EDIT: the point for this question is to prove a lemma (finding $A, B, C$ as described), as given the set:

$$ M = \{ A \in P(A) \vert \ \ |A| = \aleph_{0} \ \land \ |A^c| = \aleph_{0} \}$$

Prove that: $|M| = \aleph$

by finding 3 sets, such that $|A| = |B|=|C| =|\aleph_0$, then I could determine that: $(B\cup C) \in M$ as $|B \cup C| =\aleph_0$, and: $(B\cup C)^c = \mathbb{N}\setminus(B \cup C) = A$, as $|A| = \aleph_0$.

using the lemma, I'd argue that for every set $\beta \subseteq B: \ (\beta\cup C) \subseteq (B\cup C) \Longrightarrow \ \forall \beta: (\beta \cup C) \subseteq M$.
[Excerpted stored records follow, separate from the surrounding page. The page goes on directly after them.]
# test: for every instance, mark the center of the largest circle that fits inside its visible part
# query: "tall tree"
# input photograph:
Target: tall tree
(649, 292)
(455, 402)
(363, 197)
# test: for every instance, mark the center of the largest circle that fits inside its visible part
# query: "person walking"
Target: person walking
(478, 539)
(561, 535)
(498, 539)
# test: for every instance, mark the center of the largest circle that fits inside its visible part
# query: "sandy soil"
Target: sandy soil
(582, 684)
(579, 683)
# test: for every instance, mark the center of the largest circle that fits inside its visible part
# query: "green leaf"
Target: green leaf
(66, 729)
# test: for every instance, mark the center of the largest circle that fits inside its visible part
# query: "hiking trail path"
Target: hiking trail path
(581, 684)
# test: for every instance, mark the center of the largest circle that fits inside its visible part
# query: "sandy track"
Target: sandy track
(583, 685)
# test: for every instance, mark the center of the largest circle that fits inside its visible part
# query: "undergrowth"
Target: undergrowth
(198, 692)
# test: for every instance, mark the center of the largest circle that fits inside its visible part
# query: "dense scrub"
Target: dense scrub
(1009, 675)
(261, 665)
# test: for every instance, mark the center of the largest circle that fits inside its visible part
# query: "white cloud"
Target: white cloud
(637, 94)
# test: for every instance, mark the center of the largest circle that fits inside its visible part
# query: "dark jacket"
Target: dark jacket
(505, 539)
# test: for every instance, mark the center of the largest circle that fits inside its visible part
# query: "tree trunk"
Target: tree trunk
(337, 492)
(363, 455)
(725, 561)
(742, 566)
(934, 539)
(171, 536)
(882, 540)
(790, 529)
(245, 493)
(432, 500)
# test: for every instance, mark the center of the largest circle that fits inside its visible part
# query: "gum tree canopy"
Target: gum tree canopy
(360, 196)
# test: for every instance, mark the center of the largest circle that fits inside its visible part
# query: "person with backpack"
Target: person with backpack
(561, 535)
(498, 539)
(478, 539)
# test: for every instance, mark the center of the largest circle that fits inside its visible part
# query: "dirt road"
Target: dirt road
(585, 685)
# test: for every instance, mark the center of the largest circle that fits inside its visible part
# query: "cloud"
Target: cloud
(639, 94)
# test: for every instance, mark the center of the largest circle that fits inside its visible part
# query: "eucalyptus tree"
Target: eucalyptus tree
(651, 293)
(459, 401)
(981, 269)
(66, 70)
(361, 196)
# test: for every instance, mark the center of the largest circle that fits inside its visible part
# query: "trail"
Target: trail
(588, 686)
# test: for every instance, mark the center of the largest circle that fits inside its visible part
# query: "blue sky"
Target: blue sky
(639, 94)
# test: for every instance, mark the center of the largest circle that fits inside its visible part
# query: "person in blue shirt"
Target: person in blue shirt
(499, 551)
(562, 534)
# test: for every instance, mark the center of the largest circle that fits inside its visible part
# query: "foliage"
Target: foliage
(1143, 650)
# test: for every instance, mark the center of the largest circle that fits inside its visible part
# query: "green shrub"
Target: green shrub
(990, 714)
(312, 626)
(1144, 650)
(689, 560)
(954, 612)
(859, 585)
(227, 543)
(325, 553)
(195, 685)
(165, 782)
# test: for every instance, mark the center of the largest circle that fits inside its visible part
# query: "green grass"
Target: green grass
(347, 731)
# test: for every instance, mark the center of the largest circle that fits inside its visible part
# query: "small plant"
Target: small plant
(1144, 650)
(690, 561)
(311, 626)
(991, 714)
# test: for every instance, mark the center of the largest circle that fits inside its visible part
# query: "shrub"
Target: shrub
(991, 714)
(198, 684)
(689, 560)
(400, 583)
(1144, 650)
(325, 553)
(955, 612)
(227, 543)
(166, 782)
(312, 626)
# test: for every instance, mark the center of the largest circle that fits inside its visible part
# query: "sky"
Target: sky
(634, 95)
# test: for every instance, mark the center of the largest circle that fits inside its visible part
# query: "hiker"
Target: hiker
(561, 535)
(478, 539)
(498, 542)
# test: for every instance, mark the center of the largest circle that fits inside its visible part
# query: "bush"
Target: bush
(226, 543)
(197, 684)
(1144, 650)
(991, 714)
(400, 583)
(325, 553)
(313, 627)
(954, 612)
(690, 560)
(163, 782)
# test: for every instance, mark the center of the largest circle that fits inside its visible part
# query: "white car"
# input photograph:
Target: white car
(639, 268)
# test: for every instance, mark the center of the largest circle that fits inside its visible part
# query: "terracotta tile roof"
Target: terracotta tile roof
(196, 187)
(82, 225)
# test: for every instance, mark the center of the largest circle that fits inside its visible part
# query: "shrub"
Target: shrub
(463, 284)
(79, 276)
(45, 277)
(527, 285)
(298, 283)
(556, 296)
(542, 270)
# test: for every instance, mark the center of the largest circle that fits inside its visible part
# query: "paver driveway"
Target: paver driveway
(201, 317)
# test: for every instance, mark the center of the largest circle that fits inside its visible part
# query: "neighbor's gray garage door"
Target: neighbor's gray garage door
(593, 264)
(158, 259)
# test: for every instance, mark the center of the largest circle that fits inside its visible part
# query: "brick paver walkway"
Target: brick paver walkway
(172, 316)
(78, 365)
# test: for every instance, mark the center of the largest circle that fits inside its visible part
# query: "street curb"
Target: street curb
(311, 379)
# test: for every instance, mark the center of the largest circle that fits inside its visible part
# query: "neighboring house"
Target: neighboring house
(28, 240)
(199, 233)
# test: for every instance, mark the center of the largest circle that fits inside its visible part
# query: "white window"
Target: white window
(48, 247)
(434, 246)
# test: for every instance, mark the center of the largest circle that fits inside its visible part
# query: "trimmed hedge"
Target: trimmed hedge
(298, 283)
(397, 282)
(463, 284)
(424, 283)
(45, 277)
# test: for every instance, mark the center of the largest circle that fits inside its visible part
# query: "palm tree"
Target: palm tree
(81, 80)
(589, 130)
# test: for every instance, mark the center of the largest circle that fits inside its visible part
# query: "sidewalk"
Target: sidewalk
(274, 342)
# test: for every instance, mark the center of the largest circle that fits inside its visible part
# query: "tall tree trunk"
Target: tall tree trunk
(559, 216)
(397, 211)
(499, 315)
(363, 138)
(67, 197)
this is true because $|C| =\aleph_{0}, \ \forall \beta: |\beta \cup C| = \aleph_{0}$ and $ A \subseteq (\beta \cup C)^{c} \Longrightarrow |(\beta \cup C)^{c}| = \aleph_0$.

finally, the collection of all $\beta$ sets is: $\{\beta | \beta \subseteq B \}$, Hence $\{\beta | \ \beta \subseteq B \} = P(B)$.

Notice that $|P(B)| = 2^{\aleph_{0}} = \aleph$

this means that $\left(P(B) \cup C \right) \subseteq M \Longrightarrow \ \aleph =|\left(P(B) \cup C \right)| \leq |M|$.

because $M \subseteq P(\mathbb{N}) \Longrightarrow |M| \leq |P(\mathbb{N})| = \aleph$, hence, by Cantor Bernstein theorem we conclude that $|M| =\aleph$, as wished.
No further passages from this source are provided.